Warren bill to end child marriage in Pa. now law
HARRISBURG, May 8 – State Rep. Perry Warren, D-Bucks, announced that his legislation, which prohibits marriage before the age of 18, was signed into law as Act 18 today by Gov. Tom Wolf.
“With Governor Wolf’s signature, Pennsylvania becomes the third state to protect its children by ending child marriage, and sets an example for other states, including Minnesota, whose legislature this week also unanimously voted to end child marriage and where the bill awaits its governor’s signature,” Warren said. “I am honored to be a part of Pennsylvania’s leadership in protecting our children.”
The bipartisan bill, H.B. 360, which was jointly sponsored by Rep. Jesse Topper, R-Bedford/Fulton/Franklin, sets the minimum age at which a marriage license may be issued to 18. Previously under Pennsylvania law, a marriage license could be issued to an applicant younger than 16 with court approval. A marriage license also could have been issued where an applicant is older than 16 but younger than 18 with the consent of a parent or guardian.
Warren said it was the overwhelming support from colleagues on both sides of the aisle in both chambers that helped this bill become law. He said Topper and Sen. John Sabatina worked hard to raise awareness of this child protection issue in the legislature and throughout the state.
“Thank you to Representative Topper and on the Senate side to Senator Sabatina,” Warren said. “The three of us represent different communities – rural, urban and suburban – and we all worked together to protect the children of our commonwealth.”
Topper also thanked Warren for his sponsorship of the bill.
“I would like to thank Representative Warren for his help on this important child protection measure and would also like to applaud the governor for signing this bill into law,” Topper said. “The elimination of child marriage is a huge step against human trafficking and our protection of those who are most vulnerable.”
In light of the COVID-19 epidemic, an amendment was added to the bill that would allow applicants for a marriage license to forward an affidavit instead of appearing in person when the office of Register of Wills has been closed due to the declaration of a disaster emergency.
“I have seen and heard heartwarming stories of couples who had planned weddings and receptions with family and friends, and though they were not able to have a public reception, still celebrated their wedding. The remote marriage license will allow more couples to begin their married life together,” Warren said
Warren said studies have shown that a child who marries before 18 is often not in control of the decision, and a child under 18 does not have the legal rights of an adult.

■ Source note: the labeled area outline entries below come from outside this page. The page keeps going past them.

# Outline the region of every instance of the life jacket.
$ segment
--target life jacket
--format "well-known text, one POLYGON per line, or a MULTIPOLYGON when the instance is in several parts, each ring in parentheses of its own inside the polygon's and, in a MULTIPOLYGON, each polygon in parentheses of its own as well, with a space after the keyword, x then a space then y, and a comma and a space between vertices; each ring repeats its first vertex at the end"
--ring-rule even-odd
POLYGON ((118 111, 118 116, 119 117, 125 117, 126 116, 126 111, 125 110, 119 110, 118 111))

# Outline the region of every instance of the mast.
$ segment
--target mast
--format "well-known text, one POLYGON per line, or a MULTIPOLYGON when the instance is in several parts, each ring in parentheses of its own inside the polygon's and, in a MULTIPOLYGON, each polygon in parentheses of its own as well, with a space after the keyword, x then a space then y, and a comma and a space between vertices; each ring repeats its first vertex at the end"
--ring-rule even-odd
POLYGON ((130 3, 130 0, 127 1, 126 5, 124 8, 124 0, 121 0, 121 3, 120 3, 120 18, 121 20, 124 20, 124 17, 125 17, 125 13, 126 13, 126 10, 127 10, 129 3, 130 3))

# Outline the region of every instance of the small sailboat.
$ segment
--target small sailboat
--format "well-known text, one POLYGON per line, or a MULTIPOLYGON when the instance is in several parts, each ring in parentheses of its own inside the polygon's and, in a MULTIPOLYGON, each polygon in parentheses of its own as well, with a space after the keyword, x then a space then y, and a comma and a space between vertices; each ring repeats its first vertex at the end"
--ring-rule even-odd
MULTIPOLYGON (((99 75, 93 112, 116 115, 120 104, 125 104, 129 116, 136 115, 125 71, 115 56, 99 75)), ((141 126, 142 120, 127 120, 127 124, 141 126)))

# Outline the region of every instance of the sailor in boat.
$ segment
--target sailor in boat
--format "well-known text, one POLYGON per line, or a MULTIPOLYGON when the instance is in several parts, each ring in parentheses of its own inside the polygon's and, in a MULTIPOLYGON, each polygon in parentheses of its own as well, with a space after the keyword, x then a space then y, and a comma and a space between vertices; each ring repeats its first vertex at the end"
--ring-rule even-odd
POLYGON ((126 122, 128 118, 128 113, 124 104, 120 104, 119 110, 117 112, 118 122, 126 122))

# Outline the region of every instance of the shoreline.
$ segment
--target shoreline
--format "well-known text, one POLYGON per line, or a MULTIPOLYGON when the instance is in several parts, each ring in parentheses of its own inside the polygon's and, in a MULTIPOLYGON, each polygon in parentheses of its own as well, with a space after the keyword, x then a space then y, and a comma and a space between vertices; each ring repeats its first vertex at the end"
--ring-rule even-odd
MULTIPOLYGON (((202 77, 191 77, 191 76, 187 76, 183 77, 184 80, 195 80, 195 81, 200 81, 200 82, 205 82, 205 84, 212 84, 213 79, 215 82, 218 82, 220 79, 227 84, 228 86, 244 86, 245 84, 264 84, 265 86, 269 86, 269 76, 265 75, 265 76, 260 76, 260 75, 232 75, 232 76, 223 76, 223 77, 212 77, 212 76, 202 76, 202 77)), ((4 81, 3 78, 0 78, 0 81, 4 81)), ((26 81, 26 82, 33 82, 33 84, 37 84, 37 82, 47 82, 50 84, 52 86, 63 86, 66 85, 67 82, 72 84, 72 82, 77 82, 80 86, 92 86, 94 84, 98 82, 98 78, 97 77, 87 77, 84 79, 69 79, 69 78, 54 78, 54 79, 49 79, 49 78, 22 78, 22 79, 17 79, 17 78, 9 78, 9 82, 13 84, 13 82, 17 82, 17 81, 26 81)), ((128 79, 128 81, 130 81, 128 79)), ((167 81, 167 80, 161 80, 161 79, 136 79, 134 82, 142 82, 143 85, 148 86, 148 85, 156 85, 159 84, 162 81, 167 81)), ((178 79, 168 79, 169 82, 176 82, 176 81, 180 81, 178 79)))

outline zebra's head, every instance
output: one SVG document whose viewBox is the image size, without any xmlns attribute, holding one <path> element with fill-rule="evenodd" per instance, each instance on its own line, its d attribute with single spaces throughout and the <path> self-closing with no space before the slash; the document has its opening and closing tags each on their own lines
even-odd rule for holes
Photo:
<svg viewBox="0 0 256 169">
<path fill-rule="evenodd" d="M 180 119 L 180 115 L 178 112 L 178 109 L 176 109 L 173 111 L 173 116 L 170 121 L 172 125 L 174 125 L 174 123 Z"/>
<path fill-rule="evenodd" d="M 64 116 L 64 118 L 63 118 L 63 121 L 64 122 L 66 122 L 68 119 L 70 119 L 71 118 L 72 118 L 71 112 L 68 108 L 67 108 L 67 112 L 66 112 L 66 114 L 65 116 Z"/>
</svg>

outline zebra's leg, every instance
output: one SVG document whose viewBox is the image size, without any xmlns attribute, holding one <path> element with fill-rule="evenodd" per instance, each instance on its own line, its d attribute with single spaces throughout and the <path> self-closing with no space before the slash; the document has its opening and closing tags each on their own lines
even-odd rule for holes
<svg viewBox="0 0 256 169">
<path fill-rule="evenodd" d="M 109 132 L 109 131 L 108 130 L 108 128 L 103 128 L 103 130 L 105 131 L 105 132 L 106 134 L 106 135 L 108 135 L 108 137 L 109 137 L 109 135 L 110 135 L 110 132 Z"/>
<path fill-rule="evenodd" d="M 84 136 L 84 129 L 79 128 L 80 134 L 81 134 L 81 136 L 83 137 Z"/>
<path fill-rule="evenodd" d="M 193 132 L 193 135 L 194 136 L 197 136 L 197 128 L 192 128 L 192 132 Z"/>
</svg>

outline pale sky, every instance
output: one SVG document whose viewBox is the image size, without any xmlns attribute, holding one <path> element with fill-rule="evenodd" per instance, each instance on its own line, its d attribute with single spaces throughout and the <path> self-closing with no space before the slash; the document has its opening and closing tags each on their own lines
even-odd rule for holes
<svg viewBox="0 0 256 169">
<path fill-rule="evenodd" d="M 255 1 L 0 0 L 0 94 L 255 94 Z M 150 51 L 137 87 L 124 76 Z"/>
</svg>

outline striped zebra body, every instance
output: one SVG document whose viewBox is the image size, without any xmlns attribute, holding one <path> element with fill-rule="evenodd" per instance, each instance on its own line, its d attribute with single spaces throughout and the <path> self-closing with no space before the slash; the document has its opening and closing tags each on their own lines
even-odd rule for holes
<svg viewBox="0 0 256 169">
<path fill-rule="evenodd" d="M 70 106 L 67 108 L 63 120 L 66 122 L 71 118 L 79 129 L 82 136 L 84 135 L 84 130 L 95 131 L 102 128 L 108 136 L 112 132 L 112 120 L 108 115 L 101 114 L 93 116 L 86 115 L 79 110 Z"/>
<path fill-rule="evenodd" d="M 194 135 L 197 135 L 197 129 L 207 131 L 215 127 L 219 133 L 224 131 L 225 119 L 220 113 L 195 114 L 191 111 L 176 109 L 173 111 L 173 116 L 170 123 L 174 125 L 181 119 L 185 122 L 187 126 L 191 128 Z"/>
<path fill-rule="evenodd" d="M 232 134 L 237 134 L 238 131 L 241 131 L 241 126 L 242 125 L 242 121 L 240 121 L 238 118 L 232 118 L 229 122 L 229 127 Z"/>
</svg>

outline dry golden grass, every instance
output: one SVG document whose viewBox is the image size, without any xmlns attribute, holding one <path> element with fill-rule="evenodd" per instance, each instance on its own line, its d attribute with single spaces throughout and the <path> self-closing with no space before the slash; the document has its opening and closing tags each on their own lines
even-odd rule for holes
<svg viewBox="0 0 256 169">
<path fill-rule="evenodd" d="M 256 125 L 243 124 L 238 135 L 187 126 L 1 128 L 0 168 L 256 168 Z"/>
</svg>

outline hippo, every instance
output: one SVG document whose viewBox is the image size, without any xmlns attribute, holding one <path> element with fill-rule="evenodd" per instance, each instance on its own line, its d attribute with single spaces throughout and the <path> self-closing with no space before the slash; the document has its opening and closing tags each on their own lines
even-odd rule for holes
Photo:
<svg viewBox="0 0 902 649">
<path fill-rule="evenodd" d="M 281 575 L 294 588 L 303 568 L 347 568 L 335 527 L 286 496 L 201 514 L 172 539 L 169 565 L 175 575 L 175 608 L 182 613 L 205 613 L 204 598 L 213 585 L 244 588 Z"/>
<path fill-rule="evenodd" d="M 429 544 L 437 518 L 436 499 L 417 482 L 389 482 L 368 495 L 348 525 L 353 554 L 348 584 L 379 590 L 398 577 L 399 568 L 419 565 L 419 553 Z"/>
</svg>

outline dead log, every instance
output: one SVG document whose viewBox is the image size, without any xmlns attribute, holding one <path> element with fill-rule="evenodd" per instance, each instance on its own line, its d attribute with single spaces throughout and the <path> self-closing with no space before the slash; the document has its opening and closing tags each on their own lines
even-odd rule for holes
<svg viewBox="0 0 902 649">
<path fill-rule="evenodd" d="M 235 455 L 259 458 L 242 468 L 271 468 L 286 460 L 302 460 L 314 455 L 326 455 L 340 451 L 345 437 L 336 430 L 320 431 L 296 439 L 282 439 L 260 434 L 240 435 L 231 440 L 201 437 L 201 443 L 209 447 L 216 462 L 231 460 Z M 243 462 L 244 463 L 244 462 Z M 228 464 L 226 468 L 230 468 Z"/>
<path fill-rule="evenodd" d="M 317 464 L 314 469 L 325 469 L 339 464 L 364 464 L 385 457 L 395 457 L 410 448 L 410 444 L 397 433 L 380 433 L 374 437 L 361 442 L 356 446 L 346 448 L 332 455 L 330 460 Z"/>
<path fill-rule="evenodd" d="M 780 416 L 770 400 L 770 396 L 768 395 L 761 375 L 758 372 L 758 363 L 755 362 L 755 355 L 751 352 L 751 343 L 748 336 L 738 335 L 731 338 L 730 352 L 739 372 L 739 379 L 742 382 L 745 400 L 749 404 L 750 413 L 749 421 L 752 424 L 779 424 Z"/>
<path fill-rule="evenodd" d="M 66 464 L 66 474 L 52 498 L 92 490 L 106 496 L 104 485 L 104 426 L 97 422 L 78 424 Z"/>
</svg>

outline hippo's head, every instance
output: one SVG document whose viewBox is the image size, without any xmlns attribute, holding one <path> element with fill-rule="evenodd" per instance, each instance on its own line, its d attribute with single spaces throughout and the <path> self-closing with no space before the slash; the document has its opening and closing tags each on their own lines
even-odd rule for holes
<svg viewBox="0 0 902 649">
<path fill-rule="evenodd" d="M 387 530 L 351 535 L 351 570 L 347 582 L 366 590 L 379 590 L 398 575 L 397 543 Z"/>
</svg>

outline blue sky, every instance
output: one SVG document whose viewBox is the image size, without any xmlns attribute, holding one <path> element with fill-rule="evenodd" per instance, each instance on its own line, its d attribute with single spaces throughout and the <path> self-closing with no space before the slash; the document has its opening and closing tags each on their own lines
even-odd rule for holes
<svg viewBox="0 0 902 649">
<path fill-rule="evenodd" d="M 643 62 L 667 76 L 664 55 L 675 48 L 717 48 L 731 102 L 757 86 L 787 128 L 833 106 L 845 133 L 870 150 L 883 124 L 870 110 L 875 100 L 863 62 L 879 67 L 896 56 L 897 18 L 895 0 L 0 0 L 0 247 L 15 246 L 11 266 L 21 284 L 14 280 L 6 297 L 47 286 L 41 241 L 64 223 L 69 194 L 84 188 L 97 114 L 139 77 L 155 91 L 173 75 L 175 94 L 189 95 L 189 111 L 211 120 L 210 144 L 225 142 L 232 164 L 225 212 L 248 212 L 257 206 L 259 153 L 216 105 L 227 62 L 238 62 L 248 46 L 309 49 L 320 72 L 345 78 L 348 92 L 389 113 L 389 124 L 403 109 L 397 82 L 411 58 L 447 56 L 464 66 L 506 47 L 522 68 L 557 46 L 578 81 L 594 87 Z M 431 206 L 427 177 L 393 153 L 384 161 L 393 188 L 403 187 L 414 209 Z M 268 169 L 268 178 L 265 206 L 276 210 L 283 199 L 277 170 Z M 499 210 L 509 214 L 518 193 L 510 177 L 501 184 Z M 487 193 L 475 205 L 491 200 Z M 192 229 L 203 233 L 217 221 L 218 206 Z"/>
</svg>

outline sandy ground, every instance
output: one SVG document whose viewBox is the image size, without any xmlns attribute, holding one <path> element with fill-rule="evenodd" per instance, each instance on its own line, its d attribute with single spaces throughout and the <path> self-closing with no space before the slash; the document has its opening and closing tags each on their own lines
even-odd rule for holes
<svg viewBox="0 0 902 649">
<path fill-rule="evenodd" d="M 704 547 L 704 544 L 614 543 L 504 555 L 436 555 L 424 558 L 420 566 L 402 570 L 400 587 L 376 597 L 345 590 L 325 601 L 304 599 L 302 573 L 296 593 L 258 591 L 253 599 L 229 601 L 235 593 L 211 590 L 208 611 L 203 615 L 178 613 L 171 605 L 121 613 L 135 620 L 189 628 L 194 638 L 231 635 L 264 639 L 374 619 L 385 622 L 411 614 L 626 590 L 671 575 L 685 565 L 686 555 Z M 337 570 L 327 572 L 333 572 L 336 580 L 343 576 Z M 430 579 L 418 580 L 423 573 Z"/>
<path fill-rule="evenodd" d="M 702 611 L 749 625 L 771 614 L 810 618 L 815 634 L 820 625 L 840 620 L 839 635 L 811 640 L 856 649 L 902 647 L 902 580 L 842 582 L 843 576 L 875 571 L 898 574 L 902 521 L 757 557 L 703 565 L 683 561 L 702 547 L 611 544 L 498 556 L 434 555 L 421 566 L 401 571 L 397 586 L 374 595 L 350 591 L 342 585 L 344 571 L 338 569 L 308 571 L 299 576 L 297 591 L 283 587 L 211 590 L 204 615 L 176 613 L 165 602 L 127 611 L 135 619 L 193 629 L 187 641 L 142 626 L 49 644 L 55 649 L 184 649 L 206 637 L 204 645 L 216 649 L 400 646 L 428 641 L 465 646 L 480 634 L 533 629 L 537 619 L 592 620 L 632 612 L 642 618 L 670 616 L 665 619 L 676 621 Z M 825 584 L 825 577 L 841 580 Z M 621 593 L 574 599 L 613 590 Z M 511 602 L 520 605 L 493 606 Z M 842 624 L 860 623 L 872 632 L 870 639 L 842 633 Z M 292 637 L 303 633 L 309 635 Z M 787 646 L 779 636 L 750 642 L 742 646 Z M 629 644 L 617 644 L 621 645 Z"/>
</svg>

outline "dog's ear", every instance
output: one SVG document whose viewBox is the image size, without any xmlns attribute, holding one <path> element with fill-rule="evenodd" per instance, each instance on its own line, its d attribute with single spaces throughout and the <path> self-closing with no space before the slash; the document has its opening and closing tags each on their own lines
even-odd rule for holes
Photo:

Warren said child marriages increase the risk of domestic violence.
Warren said the issue of child marriage was brought to his attention in 2017 by two constituents, including Newtown Borough Councilor Tara Grunde-McLaughlin.
Twenty-seven states have laws that do not specify an age below which a child cannot marry. Pennsylvania had been one of these states. Marriage license data from 2000 to 2010 reveals that in 38 states, more than 167,000 children were married – almost all of them girls, some as young as 12 – to men 18 or older.
Delaware and New Jersey passed similar laws prohibiting child marriage in 2018.